Send us enquiries for free, and we will assist you in establishing a direct connection with your preferred Raloxifene Hydrochloride manufacturer or Raloxifene Hydrochloride supplier.
PharmaCompass also assists you with knowing the Raloxifene Hydrochloride API Price utilized in the formulation of products. Raloxifene Hydrochloride API Price is not always fixed or binding as the Raloxifene Hydrochloride Price is obtained through a variety of data sources. The Raloxifene Hydrochloride Price can also vary due to multiple factors, including market conditions, regulatory modifications, or negotiated pricing deals.
A Evista manufacturer is defined as any person or entity involved in the manufacture, preparation, processing, compounding or propagation of Evista, including repackagers and relabelers. The FDA regulates Evista manufacturers to ensure that their products comply with relevant laws and regulations and are safe and effective to use. Evista API Manufacturers are required to adhere to Good Manufacturing Practices (GMP) to ensure that their products are consistently manufactured to meet established quality criteria.

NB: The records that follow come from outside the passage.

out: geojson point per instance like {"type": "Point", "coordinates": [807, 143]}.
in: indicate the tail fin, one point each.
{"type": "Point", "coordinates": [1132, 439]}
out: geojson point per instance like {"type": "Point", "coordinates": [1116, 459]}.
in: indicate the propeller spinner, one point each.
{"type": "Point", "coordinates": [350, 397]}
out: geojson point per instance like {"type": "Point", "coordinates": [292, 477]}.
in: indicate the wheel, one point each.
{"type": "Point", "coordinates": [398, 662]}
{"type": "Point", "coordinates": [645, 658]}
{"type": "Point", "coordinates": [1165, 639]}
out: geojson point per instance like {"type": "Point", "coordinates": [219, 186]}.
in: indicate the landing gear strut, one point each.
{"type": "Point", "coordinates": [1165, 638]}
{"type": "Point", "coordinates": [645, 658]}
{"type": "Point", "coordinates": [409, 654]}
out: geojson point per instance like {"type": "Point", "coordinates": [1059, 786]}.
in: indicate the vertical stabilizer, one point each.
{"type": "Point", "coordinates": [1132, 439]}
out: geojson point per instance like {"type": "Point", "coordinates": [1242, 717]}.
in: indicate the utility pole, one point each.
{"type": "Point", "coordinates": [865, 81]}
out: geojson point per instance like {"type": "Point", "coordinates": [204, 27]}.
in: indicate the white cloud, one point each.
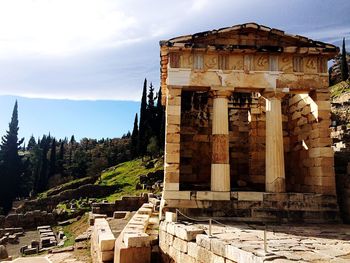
{"type": "Point", "coordinates": [62, 27]}
{"type": "Point", "coordinates": [103, 49]}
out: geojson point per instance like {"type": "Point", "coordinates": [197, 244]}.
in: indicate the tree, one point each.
{"type": "Point", "coordinates": [152, 147]}
{"type": "Point", "coordinates": [344, 64]}
{"type": "Point", "coordinates": [11, 165]}
{"type": "Point", "coordinates": [60, 159]}
{"type": "Point", "coordinates": [134, 138]}
{"type": "Point", "coordinates": [160, 121]}
{"type": "Point", "coordinates": [143, 121]}
{"type": "Point", "coordinates": [52, 163]}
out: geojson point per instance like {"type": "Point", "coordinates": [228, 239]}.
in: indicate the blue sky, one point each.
{"type": "Point", "coordinates": [90, 51]}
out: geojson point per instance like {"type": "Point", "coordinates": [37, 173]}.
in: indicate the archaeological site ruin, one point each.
{"type": "Point", "coordinates": [247, 125]}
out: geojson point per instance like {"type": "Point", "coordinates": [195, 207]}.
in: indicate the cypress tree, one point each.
{"type": "Point", "coordinates": [11, 164]}
{"type": "Point", "coordinates": [60, 158]}
{"type": "Point", "coordinates": [52, 164]}
{"type": "Point", "coordinates": [43, 177]}
{"type": "Point", "coordinates": [344, 64]}
{"type": "Point", "coordinates": [143, 121]}
{"type": "Point", "coordinates": [31, 143]}
{"type": "Point", "coordinates": [160, 120]}
{"type": "Point", "coordinates": [134, 138]}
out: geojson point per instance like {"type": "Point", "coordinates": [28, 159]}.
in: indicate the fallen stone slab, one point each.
{"type": "Point", "coordinates": [120, 214]}
{"type": "Point", "coordinates": [30, 251]}
{"type": "Point", "coordinates": [136, 240]}
{"type": "Point", "coordinates": [43, 227]}
{"type": "Point", "coordinates": [12, 239]}
{"type": "Point", "coordinates": [3, 240]}
{"type": "Point", "coordinates": [82, 237]}
{"type": "Point", "coordinates": [61, 250]}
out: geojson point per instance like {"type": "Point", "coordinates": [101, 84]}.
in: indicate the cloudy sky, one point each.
{"type": "Point", "coordinates": [103, 49]}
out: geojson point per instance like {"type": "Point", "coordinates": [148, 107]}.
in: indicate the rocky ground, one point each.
{"type": "Point", "coordinates": [13, 249]}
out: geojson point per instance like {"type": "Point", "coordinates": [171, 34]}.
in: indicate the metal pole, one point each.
{"type": "Point", "coordinates": [265, 241]}
{"type": "Point", "coordinates": [210, 227]}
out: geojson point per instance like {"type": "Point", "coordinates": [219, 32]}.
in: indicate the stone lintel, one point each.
{"type": "Point", "coordinates": [211, 195]}
{"type": "Point", "coordinates": [180, 195]}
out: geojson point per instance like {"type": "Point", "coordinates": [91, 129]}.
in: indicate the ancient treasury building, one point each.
{"type": "Point", "coordinates": [247, 125]}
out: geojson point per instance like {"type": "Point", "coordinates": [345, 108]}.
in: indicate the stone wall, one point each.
{"type": "Point", "coordinates": [310, 144]}
{"type": "Point", "coordinates": [239, 147]}
{"type": "Point", "coordinates": [341, 146]}
{"type": "Point", "coordinates": [257, 140]}
{"type": "Point", "coordinates": [27, 220]}
{"type": "Point", "coordinates": [50, 203]}
{"type": "Point", "coordinates": [195, 146]}
{"type": "Point", "coordinates": [127, 203]}
{"type": "Point", "coordinates": [264, 207]}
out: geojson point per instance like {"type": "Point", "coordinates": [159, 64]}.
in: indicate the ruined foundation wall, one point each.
{"type": "Point", "coordinates": [239, 147]}
{"type": "Point", "coordinates": [257, 140]}
{"type": "Point", "coordinates": [310, 144]}
{"type": "Point", "coordinates": [195, 138]}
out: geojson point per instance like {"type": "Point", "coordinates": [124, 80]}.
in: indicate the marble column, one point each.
{"type": "Point", "coordinates": [275, 174]}
{"type": "Point", "coordinates": [220, 165]}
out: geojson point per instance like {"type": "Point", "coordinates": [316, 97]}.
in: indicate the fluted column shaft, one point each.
{"type": "Point", "coordinates": [275, 174]}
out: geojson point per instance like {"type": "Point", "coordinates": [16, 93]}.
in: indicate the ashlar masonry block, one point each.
{"type": "Point", "coordinates": [136, 240]}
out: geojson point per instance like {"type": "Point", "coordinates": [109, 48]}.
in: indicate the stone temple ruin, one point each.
{"type": "Point", "coordinates": [247, 125]}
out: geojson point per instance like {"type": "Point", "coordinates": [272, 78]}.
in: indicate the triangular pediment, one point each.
{"type": "Point", "coordinates": [249, 35]}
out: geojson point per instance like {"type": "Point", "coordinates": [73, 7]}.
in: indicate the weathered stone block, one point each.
{"type": "Point", "coordinates": [203, 241]}
{"type": "Point", "coordinates": [192, 249]}
{"type": "Point", "coordinates": [180, 244]}
{"type": "Point", "coordinates": [170, 217]}
{"type": "Point", "coordinates": [188, 233]}
{"type": "Point", "coordinates": [136, 240]}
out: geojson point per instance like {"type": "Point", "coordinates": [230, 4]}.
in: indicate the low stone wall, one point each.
{"type": "Point", "coordinates": [127, 203]}
{"type": "Point", "coordinates": [139, 237]}
{"type": "Point", "coordinates": [27, 220]}
{"type": "Point", "coordinates": [185, 242]}
{"type": "Point", "coordinates": [102, 241]}
{"type": "Point", "coordinates": [50, 203]}
{"type": "Point", "coordinates": [261, 207]}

click here to find a list of Evista manufacturers with USDMF, JDMF, KDMF, CEP, GMP, COA and API Price related information on PhamaCompass.
A Evista supplier is an individual or a company that provides Evista active pharmaceutical ingredient (API) or Evista finished formulations upon request. The Evista suppliers may include Evista API manufacturers, exporters, distributors and traders.
click here to find a list of Evista suppliers with USDMF, JDMF, KDMF, CEP, GMP, COA and API Price related information on PharmaCompass.
In Korea, the Ministry of Food and Drug Safety (MFDS) is in charge of regulating pharmaceutical products and services.
Pharmaceutical companies submit a Evista Drug Master File in Korea (Evista KDMF) to the MFDS, which includes comprehensive information about the production, processing, facilities, materials, packaging, and testing of Evista. The MFDS reviews the Evista KDMF as part of the drug registration process and uses the information provided in the Evista KDMF to evaluate the safety and efficacy of the drug.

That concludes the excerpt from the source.